You know what a woman's primary form of control over her reproductive health is? Not condoms. It is her FREEDOM to choose if she has sex, with whom, and under what circumstances. I am very nervous about anything that may lull women, and I'm talking about women who are young or naive enough for this to happen, into thinking they don't need to practice that primary form of control.

I just...I may be naive, old-fashioned, or both, but I don't think nearly as many people are doing whats best for themselves by having casual sex as are doing it. I suspect the vast majority of people would be better served if they didn't have sex until they were in a relationship both partners were committed to making permanent, at least in cases where the person is interested in eventually having one permanent, monogamous relationship. I'm not prepared to say that no one is capable of having sex without complicated hormonal and emotional reactions that result in a big mess when a safety net of emotional intimacy isn't present, but I suspect most of us are just mere mortals, and becoming very physically intimate with another person sort of tricks us into assuming the emotional intimacy is there when it isn't, and then it sucks really bad when it becomes clear that it wasn't after all, or even that it was at some point, but now it's not.

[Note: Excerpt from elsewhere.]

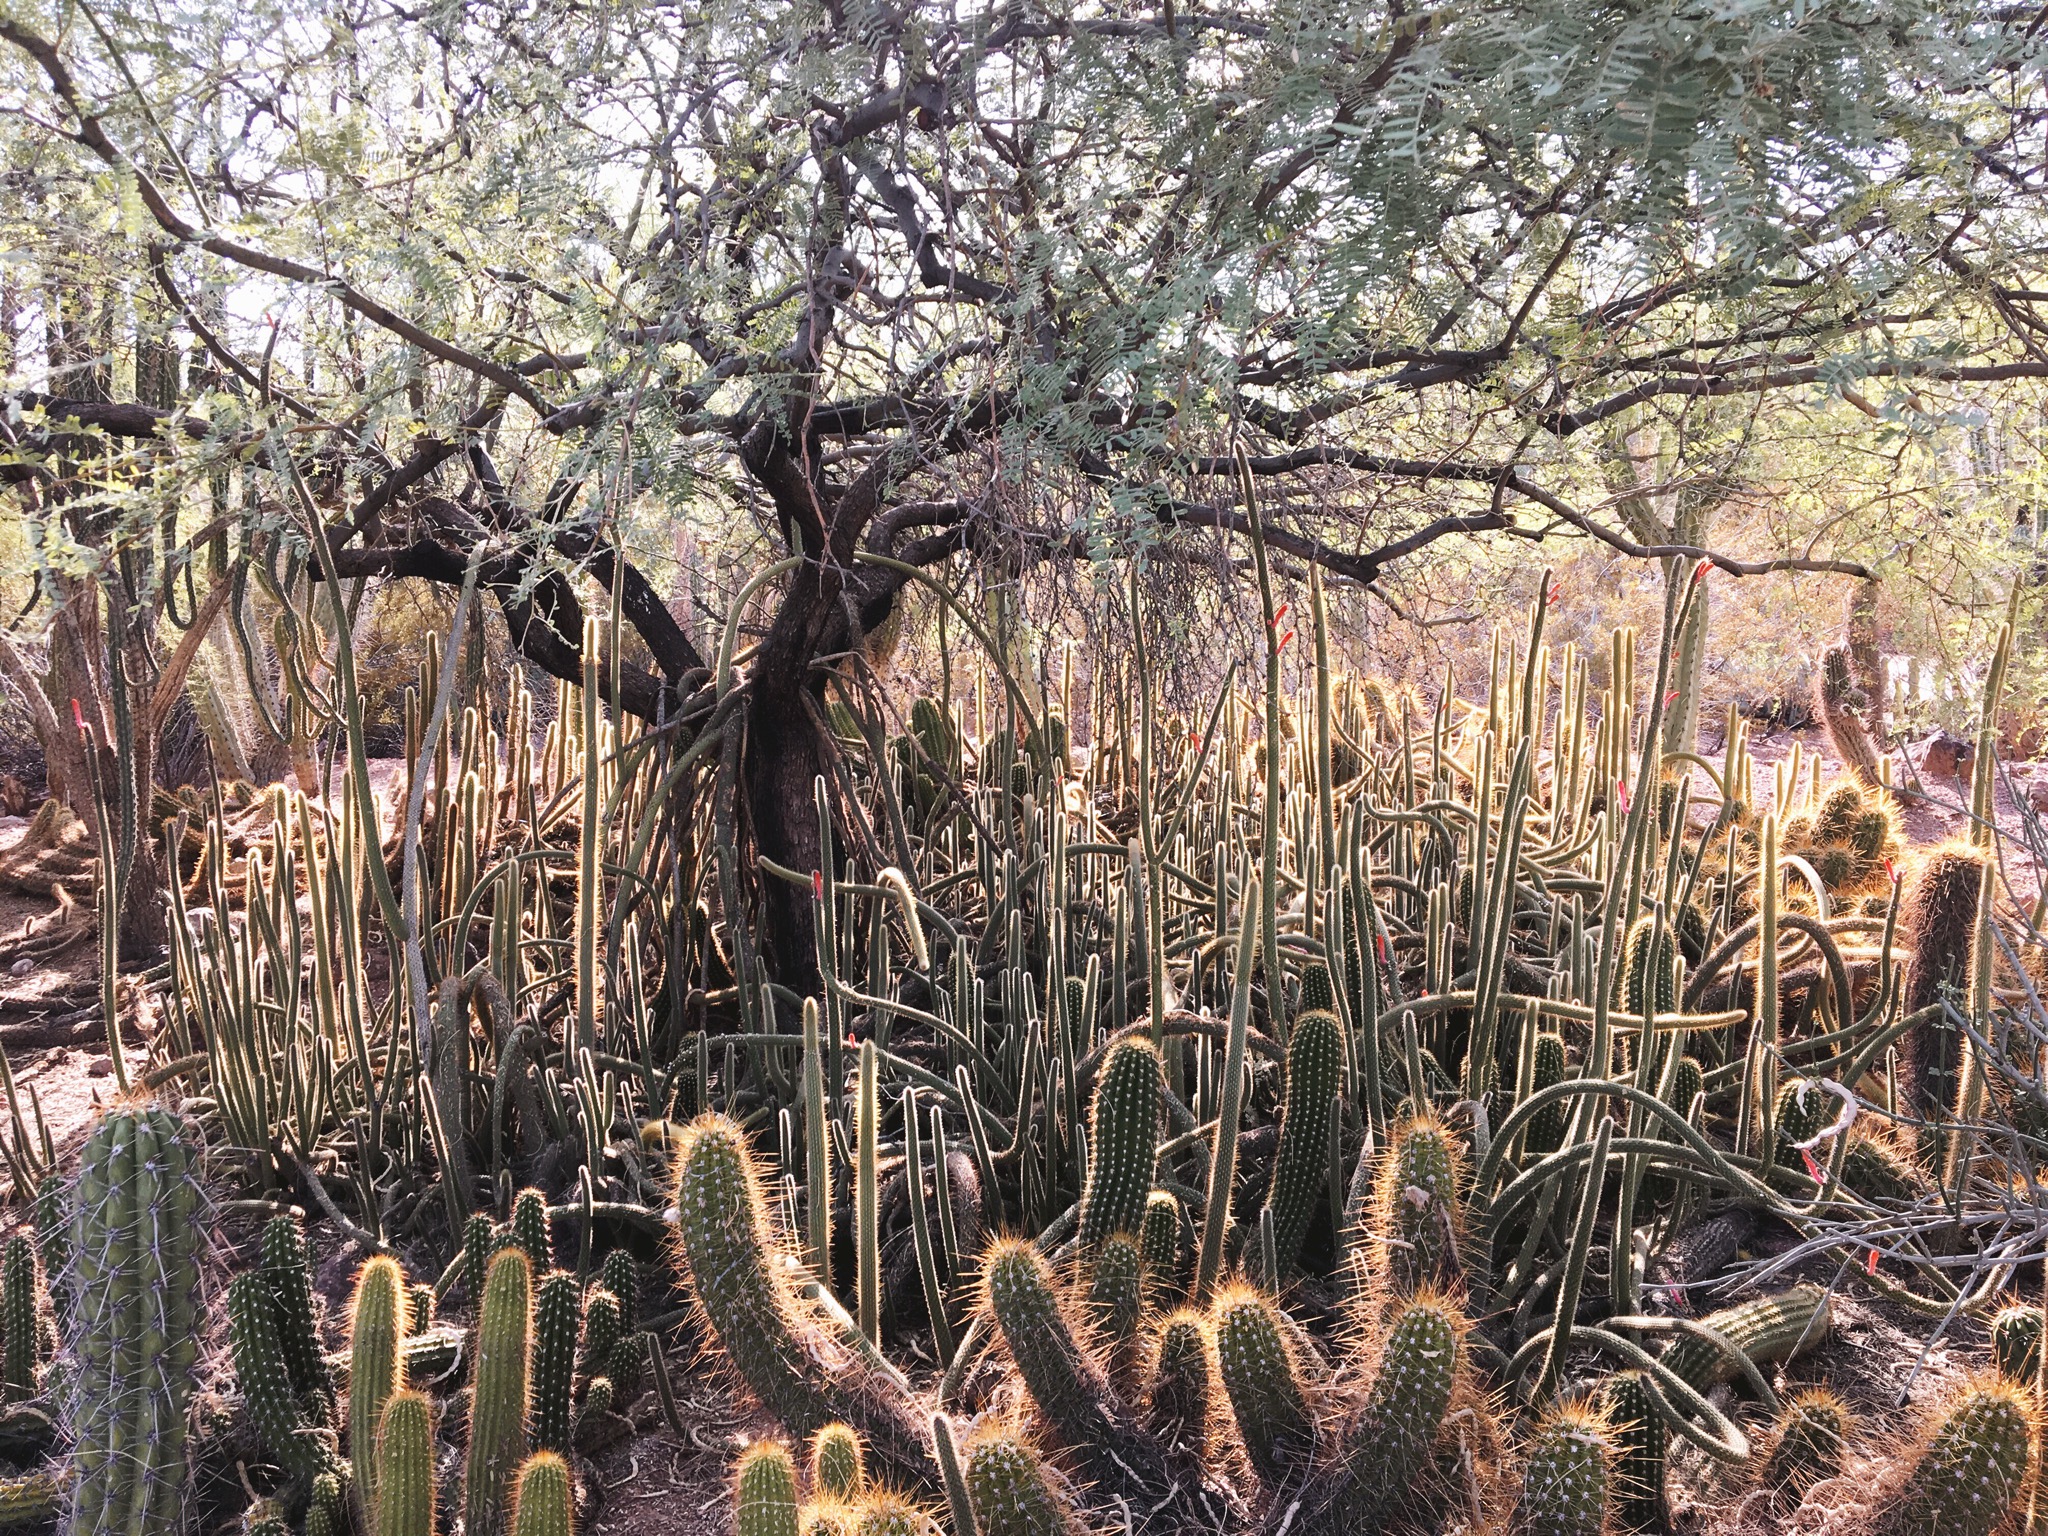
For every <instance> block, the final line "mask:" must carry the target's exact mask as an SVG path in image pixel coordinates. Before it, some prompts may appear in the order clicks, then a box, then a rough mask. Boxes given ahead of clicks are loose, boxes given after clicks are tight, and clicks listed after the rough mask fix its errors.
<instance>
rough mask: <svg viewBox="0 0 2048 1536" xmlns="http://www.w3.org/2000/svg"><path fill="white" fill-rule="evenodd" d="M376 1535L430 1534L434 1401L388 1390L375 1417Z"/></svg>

And sure, there's the argument that the pain and complications are worth the experience, that you shouldn't let fear of heartbreak keep you from having great sex with someone if you have the opportunity, or experiencing sexual intimacy in a healthy, positive but non-permanent relationship...that argument doesn't hold water if you ask me, but I suspect a lot of people disagree.

I hate that our society has swung so far toward sexual freedom that suddenly there's something wrong with you if you aren't really interested in sexual freedom. Abstinence shouldn't be the only option on offer, sure, but it should be a respectable option that is talked about, yes? It DOES in fact prevent pregnancy, STDs, a certain level of heartbreak, a whole lot of anxiety, awkwardness, etc. It DOES lead to a deeper level of trust and intimacy in that eventual permanent, monogamous relationship (again, assuming that's what you're aiming for), it DOES greatly reduce your statistical chances of divorce or unfaithfulness, your own, or your partner's. This makes sense to me. If you've never had sexual variety, you aren't going to miss it. You aren't going to feel entitled to have sex with different people, and have to retrain yourself to only have sex with this one person now, forever. People do it, of course, there's no excuse for infidelity (again, an honest, agreed upon open relationship is a different thing altogether), but it sounds really hard to me.

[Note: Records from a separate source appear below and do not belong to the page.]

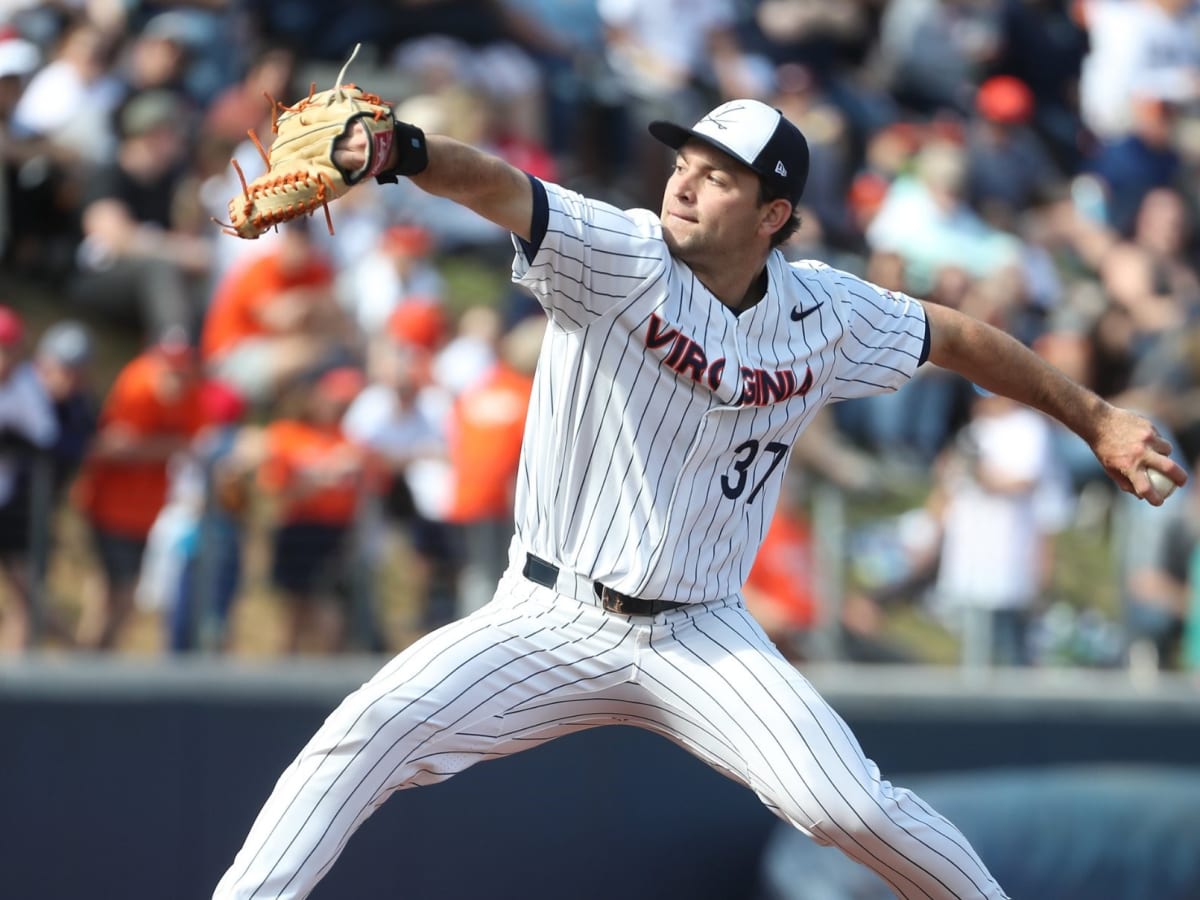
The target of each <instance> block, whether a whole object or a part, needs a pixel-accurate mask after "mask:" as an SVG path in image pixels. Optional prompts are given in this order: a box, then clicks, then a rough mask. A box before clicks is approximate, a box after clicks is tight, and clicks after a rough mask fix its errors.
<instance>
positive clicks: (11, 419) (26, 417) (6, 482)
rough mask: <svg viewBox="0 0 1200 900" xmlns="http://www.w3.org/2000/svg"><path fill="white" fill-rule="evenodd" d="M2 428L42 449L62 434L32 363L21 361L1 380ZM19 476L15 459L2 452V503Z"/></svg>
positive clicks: (0, 429)
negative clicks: (15, 434)
mask: <svg viewBox="0 0 1200 900" xmlns="http://www.w3.org/2000/svg"><path fill="white" fill-rule="evenodd" d="M0 431H4V432H10V431H11V432H16V433H17V434H19V436H20V437H23V438H25V439H26V440H29V442H30V443H32V444H35V445H36V446H40V448H43V449H44V448H48V446H50V445H52V444H53V443H54V442H55V440H56V439H58V437H59V422H58V419H56V418H55V416H54V407H53V404H52V403H50V398H49V396H47V394H46V389H44V388H43V386H42V382H41V379H38V377H37V373H36V371H35V370H34V365H32V364H31V362H22V364H20V365H19V366H17V368H14V370H13V372H12V374H11V376H8V379H7V380H5V382H0ZM16 476H17V462H16V460H13V458H12V457H11V456H10V455H7V454H0V504H2V503H7V502H8V499H10V498H11V497H12V491H13V486H14V484H16Z"/></svg>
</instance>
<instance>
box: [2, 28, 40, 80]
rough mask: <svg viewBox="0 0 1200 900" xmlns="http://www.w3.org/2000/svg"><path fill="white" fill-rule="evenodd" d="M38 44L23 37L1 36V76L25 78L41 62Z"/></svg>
mask: <svg viewBox="0 0 1200 900" xmlns="http://www.w3.org/2000/svg"><path fill="white" fill-rule="evenodd" d="M41 56H42V54H41V53H38V50H37V46H36V44H34V43H31V42H29V41H26V40H24V38H23V37H7V38H0V78H7V77H8V76H17V77H18V78H24V77H25V76H28V74H30V73H31V72H34V70H36V68H37V66H38V65H40V64H41Z"/></svg>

I think it gives you more freedom. Whether they know better or not, how many women and men have stayed in a shitty relationship because of the sex? How much collective time has been wasted over sex?? Sex may be awesome, but really, is it worth that?

So my convoluted point is, the assumption that free hormonal birth control is something that women are entitled to, and that anyone who gets in the way of that is anti-feminist, or anti-healthcare, is built on a lot of pretty rickety scaffolding, and instead of having a discussion about all this, we're throwing around words like "prostitute!", and "war on women!" Both equally inflammatory, and meaningless, because clearly a woman who wants access to birth control so she can live her sex life as she sees fit minus having to pay to prevent pregnancy is not a prostitute, whether you agree with her or not, and a political party who is anti-legislating healthcare is not waging a war on women by saying tax payers shouldn't be paying for birth control for everyone, whether you agree with them or not.